One of Fortgang's classmates at Princeton, Briana Payton, who is African American and female, wrote an excellent response to Fortgang.  She notes, "Fortgang's privilege is, in essence, the inability to not see [racism and sexism] as problematic because it doesn't affect him."  She goes on to address Fortgang's false claim that we live in a meritocracy where everyone starts from the same place and social conditions: "No one is saying Fortgang did not sow seeds, but checking his privilege is just acknowledging that the ground he tilled was more fertile than the ground others tilled. They could have spent the same amount of time in the hot sun, watering these seeds, but Fortgang might still reap better results because of certain advantages. For example, he says his value of education is a privilege, and it might be. However, his African American counterpart in an underfunded, under-sourced school with the same value of education and work ethic may not be afforded the same opportunities at the end of his high school career. Ultimately, success is when hard work meets opportunity."

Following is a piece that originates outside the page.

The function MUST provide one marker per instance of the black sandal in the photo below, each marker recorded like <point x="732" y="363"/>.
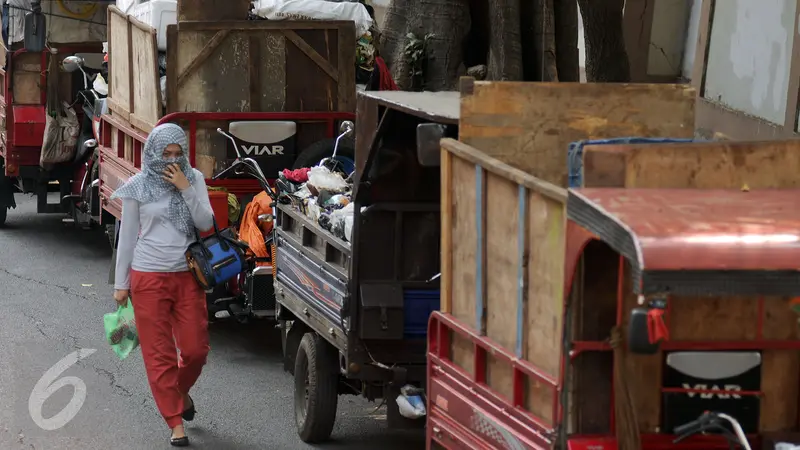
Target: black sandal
<point x="179" y="442"/>
<point x="188" y="413"/>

What makes Payton's argument more credible is that she acknowledges her own privileges--coming from an intact family and the upper middle class.  If only Fortgang--and so, so many other whites could acknowledge their privileges.  What Fortgang and those who share his beliefs refuse to understand is that he does not face the same suspicion based solely upon his skin color from police, store clerks, teachers and jurors that an African American faces.  The list is long of African Americans who have overcome systemic and institutionalized racism, but that is a credit to their hard work and determination rather than because they started from the same place as their White counterparts.  In a similar manner, gender, class and sexual orientation among others each bring with them subtle yet powerful daily discriminations and "micro-aggressions." 

A Christian response to the "elegant" institutionalized and systemic racism of our culture begins with White Christians coming clean about their own racism and repenting from it.  The next steps involve Christians working with people of all faiths and those of none to dismantle the unrecognized ways racism and sexism (and classism, and heterosexism and. . . ) continue to hold sway.  The few fools like Bundy and Sterling who wear their true views on their sleeves for all the world to see are shrinking in number each day.  We really don't have the luxury anymore of people being blatant about their discrimination.  Our culture's system of oppression is much more difficult to acknowledge and reject.  The Church should be the place where people can achieve the humility necessary to repent and work for change; it's too bad it often is the last bastion of discrimination.